The news, released this morning, has had no impact on the EOS (ASX:EOS) share price: Commsec and Nabtrade had indicative opens of $2.65, which is down slightly from $2.70 where it closed at last night, but so far the potentially multi-billion-dollar deal hasn’t resonated with investors.

A prior deal in the region with the UAE, which EOS has been forced to come clean on after the State said it was a customer, is worth $450 million.

The deal comes at a time when public weapons deals with the Middle Eastern oil state are on the nose.

Both the US and the UK have pulled back from selling weapons to Saudi Arabia, in the wake of the murder of journalist Jamal Khashoggi in an embassy in Istanbul, Turkey.

EOS’ remote weapons systems (RWS) are platforms which hold military cannons, machine guns and missile launchers.

These can be mounted on small military vehicles or naval vessels, and remotely operated by a soldier who stays safely inside.

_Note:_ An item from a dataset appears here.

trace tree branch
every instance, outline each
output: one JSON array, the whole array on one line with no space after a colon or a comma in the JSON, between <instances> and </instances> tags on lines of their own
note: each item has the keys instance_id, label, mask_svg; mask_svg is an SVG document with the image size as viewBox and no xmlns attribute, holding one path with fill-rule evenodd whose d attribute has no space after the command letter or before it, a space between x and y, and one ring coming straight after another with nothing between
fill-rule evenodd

The EOS share price over the past year.
The EOS share price over the past year.

The ABC says it has seen confidential EOS board minutes which describe signing a Letter of Intent (LOI) for the sale of 500 remote weapons systems units which are for the Saudi Ministry of Interior.

The minutes reveal the company agreed to provide the RWS for use by Saudi Arabia in lots of 20 units from that year.

EOS has a business arrangement with US arms manufacturer Orbital ATK, via which the RWS is supplied to Saudi Arabia.

EOS has some very big names on its board, including one ex-Labor minister, a former air marshall and a former general.

Fred Bart chairs the company. He is a personality in investing circles who also runs Audio Pixels (ASX:AKP), a company that claims to be making a speaker that can direct sound towards one angle only but which is yet to produce a working prototype.

Former Labor senator and minister Kate Lundy joined in March last year.

And Peter Leahy AC, a retired lieutenant general who ran the Australian army, and Geoff Brown AO, a retired Royal Australian Air Force air marshall, also sit on the board.